Republicans in the U.S. Senate Republicans on Thursday failed to get enough votes to advance a resolution rejecting the nuclear accord with Iran. The debate continues next week. Both Alaska senators spoke out against the deal.
Sen. Dan Sullivan says the promised inspections aren’t serious and that the Obama administration gave up to too much in the negotiations.
“At a certain point concessions become humiliations!” he said Thursday on the Senate floor, after the procedural vote failed. “If they are too significant and too frequent, concessions are humiliations. No one likes to be humiliated.”
Sullivan says when he was in Alaska over the August recess, not a single constituent asked him to support the accord. The senator says veterans especially have a visceral opposition to the deal, a reaction he says lawmakers should heed.
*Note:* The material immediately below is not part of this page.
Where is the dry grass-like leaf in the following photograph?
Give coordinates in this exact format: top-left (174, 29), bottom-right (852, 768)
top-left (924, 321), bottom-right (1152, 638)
“People feel our concessions have gone so far, it’s as if we’re treating Iran as an equal, and Iran is not an equal to the United States of America.”
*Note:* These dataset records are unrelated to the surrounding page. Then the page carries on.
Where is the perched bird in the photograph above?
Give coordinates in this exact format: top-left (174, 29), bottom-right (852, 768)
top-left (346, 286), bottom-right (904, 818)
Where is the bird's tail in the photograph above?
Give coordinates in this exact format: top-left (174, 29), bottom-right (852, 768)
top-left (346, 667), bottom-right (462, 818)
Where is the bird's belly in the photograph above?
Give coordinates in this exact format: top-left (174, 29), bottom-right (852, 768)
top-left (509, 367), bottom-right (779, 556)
Sullivan says the Senate’s Iran debate is really about the role of the United States in the world.
Sen. Lisa Murkowski also criticized the accord.
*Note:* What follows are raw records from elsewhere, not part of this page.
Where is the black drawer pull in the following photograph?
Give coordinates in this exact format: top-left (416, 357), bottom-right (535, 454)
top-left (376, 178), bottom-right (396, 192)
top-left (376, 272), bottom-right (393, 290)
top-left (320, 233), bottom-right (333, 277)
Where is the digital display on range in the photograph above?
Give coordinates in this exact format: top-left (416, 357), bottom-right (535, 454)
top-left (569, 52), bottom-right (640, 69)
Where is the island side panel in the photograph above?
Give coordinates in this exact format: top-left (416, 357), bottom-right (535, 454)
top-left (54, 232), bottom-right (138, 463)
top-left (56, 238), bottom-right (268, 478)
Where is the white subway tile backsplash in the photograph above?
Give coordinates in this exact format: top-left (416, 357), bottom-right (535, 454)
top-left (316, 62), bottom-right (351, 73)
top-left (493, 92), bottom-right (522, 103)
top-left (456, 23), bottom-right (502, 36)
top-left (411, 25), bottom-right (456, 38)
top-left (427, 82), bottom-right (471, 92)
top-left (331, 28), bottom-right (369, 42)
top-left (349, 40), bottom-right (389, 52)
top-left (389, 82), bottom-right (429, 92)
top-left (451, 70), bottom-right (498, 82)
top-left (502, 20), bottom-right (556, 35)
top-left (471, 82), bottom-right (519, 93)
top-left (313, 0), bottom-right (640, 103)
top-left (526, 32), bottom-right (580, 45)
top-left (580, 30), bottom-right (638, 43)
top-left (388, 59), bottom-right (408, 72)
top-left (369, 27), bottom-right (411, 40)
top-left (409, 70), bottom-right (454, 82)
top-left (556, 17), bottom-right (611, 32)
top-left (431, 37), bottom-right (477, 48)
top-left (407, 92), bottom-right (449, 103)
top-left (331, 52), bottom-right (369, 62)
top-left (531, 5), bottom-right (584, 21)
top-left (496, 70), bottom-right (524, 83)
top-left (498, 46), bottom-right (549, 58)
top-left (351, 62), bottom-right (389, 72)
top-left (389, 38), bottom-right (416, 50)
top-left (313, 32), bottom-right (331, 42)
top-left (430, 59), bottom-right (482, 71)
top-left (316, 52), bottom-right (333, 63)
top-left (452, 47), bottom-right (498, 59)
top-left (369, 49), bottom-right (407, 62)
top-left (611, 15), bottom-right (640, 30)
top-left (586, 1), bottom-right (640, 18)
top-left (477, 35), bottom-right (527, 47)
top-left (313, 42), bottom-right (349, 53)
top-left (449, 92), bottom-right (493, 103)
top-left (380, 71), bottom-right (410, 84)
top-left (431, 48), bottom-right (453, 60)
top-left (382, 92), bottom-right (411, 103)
“This is a deal that borders on capitulation and appeasement, adeal that rewards nuclear extortion,” she said. “Those are pretty tough words, but that’s where I feel we are. A deal which is far worse than no deal at all.”
Murkowski says the agreement would allow Iran to rebuild its economy and stay on the path to a nuclear weapon. She favors continued sanctions instead.
“I absolutely reject out of hand the statement from our president that we have no choice, that it is either this deal or it is war,” she said. “That is a false choice, and I think it is wrong to put it that way before the American people.”
Other senators had equally passionate speech in favor of the deal. Vermont Independent Bernie Sanders says it’s easy to sound tough and to start wars, but harder to recognize the concequences. Sanders says many of today’s Iran hawks also championed the invasion of Iraq, which he calls a tragic blunder. Sanders, who is running for president, says he hoped for a stronger deal.
“But to my mind it is far better than the path we were on, with Iran developing nuclear weapons capability and the potential for military intervention by the United States and Israel growing greater by the day,” he said.
The House today soundly defeated a bill to approve the Iran accord. Alaska Congressman Don Young voted with opponents of the deal.